The intensity of North Atlantic Deep Water (NADW) production is an important determinant of global ocean thermohaline circulation and climate. It is affected over long periods by large-scale processes such as glaciation and continental drift, but different proxies (a substitute parameter that is easily measured) can provide conflicting evidence about its strength.

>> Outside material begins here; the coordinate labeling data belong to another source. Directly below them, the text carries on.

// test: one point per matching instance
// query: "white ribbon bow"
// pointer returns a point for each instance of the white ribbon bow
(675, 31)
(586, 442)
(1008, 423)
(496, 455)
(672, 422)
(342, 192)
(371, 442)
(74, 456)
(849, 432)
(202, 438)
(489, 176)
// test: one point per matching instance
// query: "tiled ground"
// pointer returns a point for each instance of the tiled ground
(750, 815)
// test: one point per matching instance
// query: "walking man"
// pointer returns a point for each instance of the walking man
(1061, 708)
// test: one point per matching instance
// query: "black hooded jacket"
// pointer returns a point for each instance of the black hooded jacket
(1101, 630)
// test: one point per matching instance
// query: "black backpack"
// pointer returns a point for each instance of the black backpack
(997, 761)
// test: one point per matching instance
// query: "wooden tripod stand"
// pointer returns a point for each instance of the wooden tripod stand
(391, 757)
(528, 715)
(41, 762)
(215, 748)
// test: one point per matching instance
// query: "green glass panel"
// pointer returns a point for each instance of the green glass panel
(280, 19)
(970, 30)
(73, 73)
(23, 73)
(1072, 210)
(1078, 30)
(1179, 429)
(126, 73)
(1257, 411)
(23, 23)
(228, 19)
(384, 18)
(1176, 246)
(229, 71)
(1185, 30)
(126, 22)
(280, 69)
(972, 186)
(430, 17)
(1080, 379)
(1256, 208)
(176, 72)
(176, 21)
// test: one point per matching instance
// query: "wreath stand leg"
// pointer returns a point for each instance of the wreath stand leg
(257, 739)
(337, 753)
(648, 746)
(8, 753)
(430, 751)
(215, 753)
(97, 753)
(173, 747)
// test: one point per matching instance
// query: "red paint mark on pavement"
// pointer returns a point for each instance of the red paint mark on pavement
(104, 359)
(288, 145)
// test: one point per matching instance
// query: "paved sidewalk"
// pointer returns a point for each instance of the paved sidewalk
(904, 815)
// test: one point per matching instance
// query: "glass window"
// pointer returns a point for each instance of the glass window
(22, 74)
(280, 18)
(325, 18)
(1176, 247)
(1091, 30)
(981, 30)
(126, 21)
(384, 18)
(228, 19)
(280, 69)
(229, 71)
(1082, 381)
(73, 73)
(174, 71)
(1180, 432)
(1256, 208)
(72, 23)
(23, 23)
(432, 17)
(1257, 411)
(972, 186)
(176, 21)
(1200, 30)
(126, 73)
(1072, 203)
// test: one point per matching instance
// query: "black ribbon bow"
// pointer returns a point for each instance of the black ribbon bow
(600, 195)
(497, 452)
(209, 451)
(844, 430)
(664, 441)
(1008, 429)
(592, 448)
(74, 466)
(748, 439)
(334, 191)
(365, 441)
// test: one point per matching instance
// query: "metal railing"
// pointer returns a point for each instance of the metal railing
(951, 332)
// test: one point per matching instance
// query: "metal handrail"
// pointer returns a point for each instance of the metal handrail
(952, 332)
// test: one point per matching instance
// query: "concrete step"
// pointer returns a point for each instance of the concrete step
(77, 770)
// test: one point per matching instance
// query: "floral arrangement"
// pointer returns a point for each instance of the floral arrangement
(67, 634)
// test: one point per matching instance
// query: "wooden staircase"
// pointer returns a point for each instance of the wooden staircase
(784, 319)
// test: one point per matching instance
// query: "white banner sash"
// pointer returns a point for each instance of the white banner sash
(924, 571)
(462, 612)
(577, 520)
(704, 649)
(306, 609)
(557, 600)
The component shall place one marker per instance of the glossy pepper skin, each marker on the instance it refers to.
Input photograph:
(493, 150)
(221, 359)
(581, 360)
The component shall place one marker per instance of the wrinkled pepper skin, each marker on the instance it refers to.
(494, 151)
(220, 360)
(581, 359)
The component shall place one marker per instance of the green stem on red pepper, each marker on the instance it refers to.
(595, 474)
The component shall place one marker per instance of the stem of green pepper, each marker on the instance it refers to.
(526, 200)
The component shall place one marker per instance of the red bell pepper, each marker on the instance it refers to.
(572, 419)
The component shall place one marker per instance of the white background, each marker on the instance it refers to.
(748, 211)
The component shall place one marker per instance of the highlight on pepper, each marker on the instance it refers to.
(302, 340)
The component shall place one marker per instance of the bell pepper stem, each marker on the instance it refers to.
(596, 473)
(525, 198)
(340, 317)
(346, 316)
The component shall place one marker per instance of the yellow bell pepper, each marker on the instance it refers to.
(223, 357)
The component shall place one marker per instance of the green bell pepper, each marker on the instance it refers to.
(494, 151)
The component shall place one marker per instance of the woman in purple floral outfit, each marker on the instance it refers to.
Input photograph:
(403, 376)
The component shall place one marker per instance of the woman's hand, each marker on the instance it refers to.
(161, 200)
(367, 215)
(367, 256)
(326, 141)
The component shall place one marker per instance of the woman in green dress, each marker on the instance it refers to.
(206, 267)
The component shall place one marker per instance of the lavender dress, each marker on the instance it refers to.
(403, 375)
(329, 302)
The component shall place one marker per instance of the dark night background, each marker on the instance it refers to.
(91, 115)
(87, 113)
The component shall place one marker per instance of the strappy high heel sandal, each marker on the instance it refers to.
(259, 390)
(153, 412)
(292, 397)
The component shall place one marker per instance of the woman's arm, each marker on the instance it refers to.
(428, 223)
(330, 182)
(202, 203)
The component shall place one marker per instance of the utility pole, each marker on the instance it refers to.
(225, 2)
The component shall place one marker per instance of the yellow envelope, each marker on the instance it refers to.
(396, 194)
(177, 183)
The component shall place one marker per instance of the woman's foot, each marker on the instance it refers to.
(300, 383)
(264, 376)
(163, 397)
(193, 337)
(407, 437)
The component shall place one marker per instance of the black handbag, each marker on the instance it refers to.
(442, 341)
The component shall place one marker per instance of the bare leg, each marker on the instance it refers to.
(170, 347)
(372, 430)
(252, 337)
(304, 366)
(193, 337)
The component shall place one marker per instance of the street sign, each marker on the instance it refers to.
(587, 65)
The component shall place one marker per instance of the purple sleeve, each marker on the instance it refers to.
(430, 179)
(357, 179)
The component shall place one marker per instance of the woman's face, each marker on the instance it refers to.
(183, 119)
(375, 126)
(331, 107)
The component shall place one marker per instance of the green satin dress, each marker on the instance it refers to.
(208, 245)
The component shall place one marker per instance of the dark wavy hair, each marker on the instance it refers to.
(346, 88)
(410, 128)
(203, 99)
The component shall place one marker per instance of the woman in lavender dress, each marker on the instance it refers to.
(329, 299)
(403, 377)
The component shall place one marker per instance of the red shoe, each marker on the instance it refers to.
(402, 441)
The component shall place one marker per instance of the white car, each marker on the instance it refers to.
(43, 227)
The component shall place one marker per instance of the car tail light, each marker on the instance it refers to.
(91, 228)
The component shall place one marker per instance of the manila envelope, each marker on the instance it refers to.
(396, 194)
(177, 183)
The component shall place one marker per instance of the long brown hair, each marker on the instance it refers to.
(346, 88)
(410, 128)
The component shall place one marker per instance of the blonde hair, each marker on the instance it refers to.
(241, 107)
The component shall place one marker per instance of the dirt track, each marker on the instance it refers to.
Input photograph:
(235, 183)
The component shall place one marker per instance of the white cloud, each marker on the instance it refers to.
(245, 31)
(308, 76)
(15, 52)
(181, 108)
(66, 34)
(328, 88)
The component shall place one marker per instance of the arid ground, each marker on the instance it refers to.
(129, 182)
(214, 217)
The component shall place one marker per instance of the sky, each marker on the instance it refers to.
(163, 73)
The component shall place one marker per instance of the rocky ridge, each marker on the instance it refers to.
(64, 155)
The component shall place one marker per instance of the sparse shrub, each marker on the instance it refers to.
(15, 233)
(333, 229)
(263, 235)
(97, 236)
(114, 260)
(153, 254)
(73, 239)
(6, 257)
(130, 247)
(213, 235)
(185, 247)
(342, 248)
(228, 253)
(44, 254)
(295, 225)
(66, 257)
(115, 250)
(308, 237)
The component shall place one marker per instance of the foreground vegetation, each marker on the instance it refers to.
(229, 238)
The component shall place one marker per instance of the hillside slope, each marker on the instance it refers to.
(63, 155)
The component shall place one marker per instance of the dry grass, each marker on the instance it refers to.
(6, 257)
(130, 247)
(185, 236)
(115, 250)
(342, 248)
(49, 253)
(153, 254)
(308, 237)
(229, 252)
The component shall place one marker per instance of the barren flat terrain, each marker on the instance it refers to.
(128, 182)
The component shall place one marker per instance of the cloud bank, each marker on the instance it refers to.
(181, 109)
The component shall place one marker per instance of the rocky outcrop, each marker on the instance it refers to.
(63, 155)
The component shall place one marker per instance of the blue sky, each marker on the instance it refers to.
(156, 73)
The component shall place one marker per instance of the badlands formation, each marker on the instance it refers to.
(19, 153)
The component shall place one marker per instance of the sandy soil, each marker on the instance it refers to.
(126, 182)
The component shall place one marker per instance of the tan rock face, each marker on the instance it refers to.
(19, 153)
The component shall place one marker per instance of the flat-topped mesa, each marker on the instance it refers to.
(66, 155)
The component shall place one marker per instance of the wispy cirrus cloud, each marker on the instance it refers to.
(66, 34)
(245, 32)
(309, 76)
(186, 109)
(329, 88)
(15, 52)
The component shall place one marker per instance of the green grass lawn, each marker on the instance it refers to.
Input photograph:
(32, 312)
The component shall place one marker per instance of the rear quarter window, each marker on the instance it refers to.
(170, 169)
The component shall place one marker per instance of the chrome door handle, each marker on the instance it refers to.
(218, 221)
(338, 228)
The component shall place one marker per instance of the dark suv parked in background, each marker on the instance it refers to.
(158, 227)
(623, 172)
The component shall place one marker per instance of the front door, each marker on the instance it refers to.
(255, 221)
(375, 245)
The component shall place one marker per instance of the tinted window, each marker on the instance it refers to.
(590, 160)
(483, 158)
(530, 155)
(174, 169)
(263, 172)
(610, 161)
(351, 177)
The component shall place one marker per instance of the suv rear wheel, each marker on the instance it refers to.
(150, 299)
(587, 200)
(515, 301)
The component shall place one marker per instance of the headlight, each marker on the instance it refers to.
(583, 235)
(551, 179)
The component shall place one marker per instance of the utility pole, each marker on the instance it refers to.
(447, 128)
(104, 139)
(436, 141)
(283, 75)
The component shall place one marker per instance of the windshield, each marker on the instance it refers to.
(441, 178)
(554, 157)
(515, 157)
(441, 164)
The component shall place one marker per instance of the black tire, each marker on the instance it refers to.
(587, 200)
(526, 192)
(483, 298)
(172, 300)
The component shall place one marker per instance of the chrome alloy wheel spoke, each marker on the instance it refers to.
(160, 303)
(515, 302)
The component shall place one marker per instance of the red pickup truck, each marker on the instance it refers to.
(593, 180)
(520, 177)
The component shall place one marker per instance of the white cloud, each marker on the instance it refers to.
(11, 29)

To help resolve these inconsistencies and to construct a more detailed record of NADW since the mid-Miocene, Frank et al. analyzed the Nd-and Pb-isotopic compositions of ferromanganese nodule crusts from the Southern ocean. Furthermore, by combining them with analyses of other nodules from the North Atlantic basin, they reconstructed the rate of NADW production over the last 14 million years. This method has two major advantages: First, Nd and Pb are not subject to biological fractionation, as are other commonly used water-mass proxies like carbon isotopes or Cd/Ca; and second, ferromanganese nodules can be dated accurately with Be-isotopic determinations. They find that there was a continuous and strong export of NADW (or a precursor of it) into the Southern Ocean between 14 and 3 million years ago and that over the past 3 million years, since the start of Northern Hemisphere glaciation, a progressive reduction of about 25% has occurred. — HJS

Paleoceanography 17, 10.1029/2000PA000606 (2002).